Un día al salir del interrogatorio un militar me agarró del cuello, me puso un revólver en la sien y le dijo riendo a otros infantes de marina que me iba a matar. No me creerán pero ante esa amenaza de muerte sentí una profunda sensación de alivio porque pensé que al fin descansaría. Apretó el gatillo solo escuché un click…No pasó nada. Ante mi indiferencia comentaron que nos tenían entrenados y volvían a golpearme.
Hasta ahora no he podido recordar muchas cosas de mi pasado. Perdí la memoria de direcciones, nombres y números. Si alguien me apresura solicitando datos de alguien… inmediatamente los olvido.
No puedo recordar la fecha en que salí del Lebu. Sólo recuerdo que me sacaron de la bodega 4 junto con varios detenidos. Me pusieron una capucha por lo que supuse me iban a interrogar nuevamente. Me obligaron a caminar hasta que me dijeron que me preparara para bajar una escalera para subir a la lancha. Sentí un enorme escalofrío que recorrió todo mi cuerpo. Me van a matar, pensé. En ese instante comenzaron a pasar lista. Al mencionar mi nombre se escuchó una voz de mando que dijo:
– ¡A ese… déjenmelo! Aún lo deben interrogar – Sentí que alguien se acercó a mí, me dijo en susurro:
¡Ciego… Te voy a soltar! Te van a volver a pegar, pero te soltarán. Pero escóndete güeón porque pá la próxima no la contai –
Efectivamente sucedió lo que me dijo. Me soltaron. No puedo saber quien me salvó la vida, seguramente algún condiscípulo del liceo donde estudié porque me conocían bajo el sobrenombre de “ciego”. Ese hombre me salvó la vida, pero como yo estaba encapuchado no lo pude identificar.

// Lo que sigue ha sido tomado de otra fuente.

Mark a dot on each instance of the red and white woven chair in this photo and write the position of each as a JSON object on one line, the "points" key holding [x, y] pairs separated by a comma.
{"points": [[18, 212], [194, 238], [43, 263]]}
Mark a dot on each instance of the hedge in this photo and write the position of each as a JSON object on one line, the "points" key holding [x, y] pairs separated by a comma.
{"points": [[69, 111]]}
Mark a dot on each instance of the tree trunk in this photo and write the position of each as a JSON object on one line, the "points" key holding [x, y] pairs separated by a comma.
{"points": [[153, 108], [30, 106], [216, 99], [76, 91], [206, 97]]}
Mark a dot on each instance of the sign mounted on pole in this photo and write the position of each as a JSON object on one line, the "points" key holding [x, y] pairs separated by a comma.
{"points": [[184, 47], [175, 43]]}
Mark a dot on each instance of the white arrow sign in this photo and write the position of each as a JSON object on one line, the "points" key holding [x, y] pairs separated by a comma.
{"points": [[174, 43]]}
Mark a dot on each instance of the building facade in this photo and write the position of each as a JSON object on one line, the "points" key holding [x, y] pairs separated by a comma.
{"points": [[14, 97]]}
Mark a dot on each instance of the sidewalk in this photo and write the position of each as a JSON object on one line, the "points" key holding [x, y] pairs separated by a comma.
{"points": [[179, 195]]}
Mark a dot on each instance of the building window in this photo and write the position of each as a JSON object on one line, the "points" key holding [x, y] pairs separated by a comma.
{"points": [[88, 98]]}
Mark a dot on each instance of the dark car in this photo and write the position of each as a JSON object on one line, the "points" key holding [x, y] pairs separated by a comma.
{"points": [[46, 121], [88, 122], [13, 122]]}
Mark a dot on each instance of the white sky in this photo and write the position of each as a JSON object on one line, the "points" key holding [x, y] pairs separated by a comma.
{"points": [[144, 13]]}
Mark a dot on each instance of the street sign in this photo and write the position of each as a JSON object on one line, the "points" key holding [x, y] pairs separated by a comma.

No crean que disfruto este relato, para poder hacerlo estuve largos años en terapia porque no podía siquiera recordar lo que me hicieron y muchas veces despertaba en las noches gritando de dolor. Esta sensación que aún me acomete no ha desaparecido del todo, sobretodo cuando veo películas o informaciones sobre torturas, no puedo retener el llanto. El Dr. Bradbury, chileno residente en Bélgica que ha tratado estos síntomas en ex presos políticos sometidos a torturas, le llama “el dolor invisible de la tortura”. Es ese dolor que yace agazapado en mi mente y en mi cuerpo y que, con el auxilio de la terapia, he logrado controlar solo parcialmente.
Espero que esta parte de mis experiencias como preso político sirva para comprender en parte lo que significó el Golpe de Estado en Chile, somos miles los que vivimos esta situación, igual o peor de lo que sucedió conmigo, como todos saben esto mismo puede pasar en cualquier país donde la democracia pretende radicarse como sistema de gobierno.
De nada y hasta siempre estimados amigos y amigas.